The World Bank has withdrawn a budget support loan of more than $500 million to Pakistan as a result of the country failing to fulfil critical conditions within the time limit. The required conditions included revising the purchase power agreement in relation to the China-Pakistan Economic Corridor, according to The Express Tribune.
The Washington-based international lender also declared that it would not be sanctioning any new budget supporting loans to the country during the current fiscal year which has sent a shock to the Pakistani economy as the country has almost exhausted its loan quota.
“No budget support is planned for the current fiscal year, which ends in June 2025,” the World Bank spokesperson stated.
For this fiscal year, the IMF has identified a $2.5 billion external financing gap that needs to be addressed through new loans.
The PACE program
The World Bank has canceled a loan of $500 to $600 million meant for Pakistan under the Affordable and Clean Energy Program (PACE-II), government sources revealed.
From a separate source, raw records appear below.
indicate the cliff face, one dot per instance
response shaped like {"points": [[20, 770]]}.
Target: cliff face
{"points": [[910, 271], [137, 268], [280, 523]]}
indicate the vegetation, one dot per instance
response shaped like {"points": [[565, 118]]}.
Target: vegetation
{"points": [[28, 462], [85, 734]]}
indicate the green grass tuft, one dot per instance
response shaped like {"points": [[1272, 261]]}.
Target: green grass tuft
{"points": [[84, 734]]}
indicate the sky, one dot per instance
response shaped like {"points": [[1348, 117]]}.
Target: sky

Initially set at $500 million, the loan amount was later raised to $600 million to help address Pakistan’s external financing gap, quoted news agency ANI.
The PACE program was approved by the World Bank in June 2021, with the first tranche of USD 400 million already released. The second installment depended on meeting several conditions, such as holding talks with all Independent Power Producers (IPPs), especially the Chinese power plants built under CPEC. It was discovered that no progress had been made in renegotiating agreements with CPEC-related power plants as China has consistently refused to revisit these deals or restructure the energy debt, which amounts to approximately $16 billion.
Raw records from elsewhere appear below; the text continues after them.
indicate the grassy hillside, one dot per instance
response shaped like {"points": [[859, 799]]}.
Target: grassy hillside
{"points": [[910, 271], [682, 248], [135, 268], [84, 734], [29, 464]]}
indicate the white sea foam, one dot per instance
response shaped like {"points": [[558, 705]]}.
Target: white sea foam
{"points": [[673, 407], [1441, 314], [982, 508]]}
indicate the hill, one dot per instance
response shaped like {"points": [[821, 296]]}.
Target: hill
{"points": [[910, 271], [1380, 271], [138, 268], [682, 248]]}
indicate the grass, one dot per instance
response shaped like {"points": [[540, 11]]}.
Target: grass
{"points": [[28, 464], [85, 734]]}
Attempts for lower electricity prices
To reduce electricity costs, the government is renegotiating energy agreements with power plants set up under the 1994 and 2002 policies. The Chinese-owned power plants, along with several government-run plants, including four LNG-based and two nuclear plants, fall under the 2015 energy policy. Though the government has tried negotiating over 22 energy contracts yet, no significant reductions have been made in electricity prices which linger from 65 Pakistani Rupees (PKR) to 70 PKR.
A spokesperson for the World Bank confirmed that “slower-than-expected progress led to a shift in strategy in our support for reform” in Pakistan’s energy sector. The spokesperson further elaborated that the lender has been supporting power sector reforms through the PACE initiative.
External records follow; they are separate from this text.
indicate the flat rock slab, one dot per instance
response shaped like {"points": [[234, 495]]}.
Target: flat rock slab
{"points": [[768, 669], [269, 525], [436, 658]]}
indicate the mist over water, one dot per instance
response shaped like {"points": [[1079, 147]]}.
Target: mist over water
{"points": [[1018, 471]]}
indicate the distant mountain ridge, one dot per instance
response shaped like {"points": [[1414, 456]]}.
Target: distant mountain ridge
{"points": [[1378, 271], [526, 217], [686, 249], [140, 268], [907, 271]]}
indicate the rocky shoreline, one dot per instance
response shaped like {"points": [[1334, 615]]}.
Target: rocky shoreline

Even though slower progress led the World Bank to revise its lending strategy, the World Bank has continued its support by directly financing low-cost hydropower projects, including an additional $1 billion for the Dasu Hydropower project.
Furthermore, the Bank has also continued working with all stakeholders to expedite the implementation of the Electricity Distribution Efficiency Improvement Project, aimed at improving efficiency in the power distribution sector. It has also offered technical assistance to promote private sector involvement in power distribution companies (DISCOs).
For the ongoing fiscal year, Pakistan anticipated $2 billion in loans from the World Bank.
However, by the end of the July-October period, only $349 million, 18 per cent of the planned amount, had been disbursed.
World Bank goals
Under the PACE-II program, Pakistan was expected to tackle inefficiencies in power distribution companies and reduce the growth of circular debt. However, the government has been unable to achieve either of these objectives. The government had approved a roadmap under PACE-I to encourage private sector involvement in the distribution sector, but it remained far from implementation.
The National Electric Power Regulatory Authority (NEPRA) recently reported that inefficiencies in power distribution companies led to losses of PKR 660 billion in the last fiscal year. During the same period, circular debt surged to PKR 2.393 trillion, far exceeding the targets set in agreements with the International Monetary Fund (IMF) and the World Bank.
The successful implementation of this roadmap was essential for evaluating the progress of the power sector reform program, but it was not carried out.